“Scraping Away”
Once, when we were new, a plate of seafood
crashed to the kitchen tiles and became the first scallops
some of us had ever tried, scraping away
the broken to save the unscathed,
we chewed briny mouthfuls
of gritty sweet meat swimming
in a sniff of garlic and white wine, thinking
nothing ever tasted so good,
as that moment passed into sounds of clinking silverware
and carrying-on, while Perry Como sang overhead,
imploring us to learn the mambo’s to and fro,
a lesson we’ll soon take to humming
in a heaping world that needs us to believe
we can be oceans, pushing waves
toward a shoreline we can’t see,
the worn down, far-off places of ourselves.
*
“The World Feels Small after Shaking Hands with Bruno Sammartino”
How comforting, Milgram’s six degrees
of separation between any two people,
residents of a winding venue
in the widening web of our relations.
And on a slow night at the bistro, servers play
the Kevin Bacon Game for hours, connecting random celebs
to the onetime Footloose actor,
the center of the universe for those who dabble
in relative distance and fame.
I’ll think of this as I shake hands
with the legendary pro wrestler I’m waiting on,
only two degrees from Schwarzenegger,
three from a Kennedy, five from
Alfred Hitchcock and Orson Welles.
And when the Irish writer tells me about showing
Arthur Miller the sights of Belfast, all I’m interested in
is this link to overdose and assassination.

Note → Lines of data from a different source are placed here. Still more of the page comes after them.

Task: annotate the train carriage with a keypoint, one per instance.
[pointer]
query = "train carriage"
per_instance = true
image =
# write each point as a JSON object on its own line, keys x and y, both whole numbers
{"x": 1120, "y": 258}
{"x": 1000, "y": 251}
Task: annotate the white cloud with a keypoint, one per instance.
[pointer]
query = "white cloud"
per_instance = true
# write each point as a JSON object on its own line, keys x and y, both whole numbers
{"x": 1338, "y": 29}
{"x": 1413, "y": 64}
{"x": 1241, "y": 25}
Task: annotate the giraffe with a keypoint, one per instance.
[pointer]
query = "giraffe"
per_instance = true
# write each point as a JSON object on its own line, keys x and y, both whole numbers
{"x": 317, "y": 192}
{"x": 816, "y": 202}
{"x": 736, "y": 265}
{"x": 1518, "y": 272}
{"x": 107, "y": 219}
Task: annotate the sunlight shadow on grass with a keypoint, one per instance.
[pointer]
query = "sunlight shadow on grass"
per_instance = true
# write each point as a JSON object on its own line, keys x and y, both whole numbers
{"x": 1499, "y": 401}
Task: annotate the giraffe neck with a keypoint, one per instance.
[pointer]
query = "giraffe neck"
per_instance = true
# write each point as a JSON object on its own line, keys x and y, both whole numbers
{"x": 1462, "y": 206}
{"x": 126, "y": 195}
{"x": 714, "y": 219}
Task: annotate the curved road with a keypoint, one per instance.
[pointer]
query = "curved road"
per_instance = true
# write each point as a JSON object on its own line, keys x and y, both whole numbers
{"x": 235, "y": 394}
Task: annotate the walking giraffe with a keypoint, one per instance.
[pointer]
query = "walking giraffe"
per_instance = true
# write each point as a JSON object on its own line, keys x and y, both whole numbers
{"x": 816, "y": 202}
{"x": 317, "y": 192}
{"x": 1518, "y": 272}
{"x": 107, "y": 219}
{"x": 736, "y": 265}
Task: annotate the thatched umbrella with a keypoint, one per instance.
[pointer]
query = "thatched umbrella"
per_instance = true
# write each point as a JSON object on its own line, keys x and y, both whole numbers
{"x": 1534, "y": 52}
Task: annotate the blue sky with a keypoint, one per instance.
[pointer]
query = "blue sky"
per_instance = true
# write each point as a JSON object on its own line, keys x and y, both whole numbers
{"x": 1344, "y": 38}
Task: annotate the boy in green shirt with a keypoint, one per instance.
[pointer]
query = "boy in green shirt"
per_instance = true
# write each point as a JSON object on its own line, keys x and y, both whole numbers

The closest I come
to conspiracy—a New Orleans barstool where Oswald once sat
and a shady landlord with mob ties.
Over the years, I’ve found myself sweating beside others
in hot restaurant kitchens. A few of them will succeed
at murder, suicide, or dying in their sleep.
A strange pride wells up when I come across
their names in the paper.
So, I stand two degrees from Jimmy Snuka,
three from Andy Warhol, four from Edward Teller,
and consider the misfortunes of some I’ve known—
the girl who jumped from a bridge,
the boy who died from a jealous lover’s fire—
until I’m linked with a friend
who panhandles after losing his sight to a mugger outside
the 7-Eleven
It feels like rubbernecking.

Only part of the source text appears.